In an article that appears in today's National Post, Barbara Kay discusses the topic of redemptive suffering. She is unequivocally opposed to the Christian view of God: "A God who deems suffering redemptive is unacceptable."
In her article, she quotes a Catholic who embraced the holocaust as a way of participating in the suffering of Christ. I share her concern over this particular Catholic emphasis.
It is a peculiarly Catholic belief that human suffering, whether it be sickness or worse, is somehow redemptive. Usually and mostly it is not. The clearest example to the Christian always must be Christ -- who "went about doing good, and healing those who were sick and oppressed of the devil". Not once did Christ say, "it's God's will for you to be sick, he's teaching you a lesson, it's redemptive"! He healed all who came to Him.

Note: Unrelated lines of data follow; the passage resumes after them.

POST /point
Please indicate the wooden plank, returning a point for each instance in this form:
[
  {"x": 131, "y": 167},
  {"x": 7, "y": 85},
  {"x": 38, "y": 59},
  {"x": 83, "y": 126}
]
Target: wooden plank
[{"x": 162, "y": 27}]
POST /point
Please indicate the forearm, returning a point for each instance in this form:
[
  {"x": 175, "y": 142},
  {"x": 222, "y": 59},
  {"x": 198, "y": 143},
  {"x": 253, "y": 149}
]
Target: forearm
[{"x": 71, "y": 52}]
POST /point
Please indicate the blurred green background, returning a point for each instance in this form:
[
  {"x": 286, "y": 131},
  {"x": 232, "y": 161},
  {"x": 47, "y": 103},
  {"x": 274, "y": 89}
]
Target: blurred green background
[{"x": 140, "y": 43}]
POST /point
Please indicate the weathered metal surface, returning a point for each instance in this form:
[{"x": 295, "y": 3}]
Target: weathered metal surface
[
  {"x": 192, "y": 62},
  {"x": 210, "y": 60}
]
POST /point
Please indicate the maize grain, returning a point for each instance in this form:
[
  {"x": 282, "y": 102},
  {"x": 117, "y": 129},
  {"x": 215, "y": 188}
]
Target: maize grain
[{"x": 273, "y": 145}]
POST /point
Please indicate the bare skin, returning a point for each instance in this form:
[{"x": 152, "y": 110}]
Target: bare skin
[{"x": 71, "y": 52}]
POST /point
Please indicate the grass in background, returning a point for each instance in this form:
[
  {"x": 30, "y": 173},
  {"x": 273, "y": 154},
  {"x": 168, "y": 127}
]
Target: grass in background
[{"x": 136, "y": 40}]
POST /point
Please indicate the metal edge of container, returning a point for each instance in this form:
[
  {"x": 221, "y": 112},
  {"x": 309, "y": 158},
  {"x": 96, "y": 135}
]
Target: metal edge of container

However Catholics and Protestants are united in agreeing that Christ's suffering was redemptive because it was a divinely-instituted and voluntarily offered suffering on someone else's -- humanity's -- behalf.
Just like you as a parent might be willing to pay a penalty, a fine, imprisonment, or worse, on behalf of a wayward child whom you nonetheless loved. Both justice and mercy would be served, justice because the penalty would be paid, mercy because the child is spared punishment. And, it would certainly be redemptive to the child freed from the penalty!
But there are two caveats.
Firstly, the child would be free to reject the offer, which might be the case if he was stubbornly estranged from their parent.
Secondly, what if the child accepted the offer, but didn't turn from his wayward ways? The substitution would be monstrous -- it would simply free the child to continue in his wayward, destructive ways -- suffering the punishment would have been more appropriate.
God deals with both of these situations in the gospel.
God provides the way in Christ, leaves the sinner free to reject it, and predicates acceptance of it on a condition -- repentance.
Repent and believe the gospel -- the kingdom of God is at hand.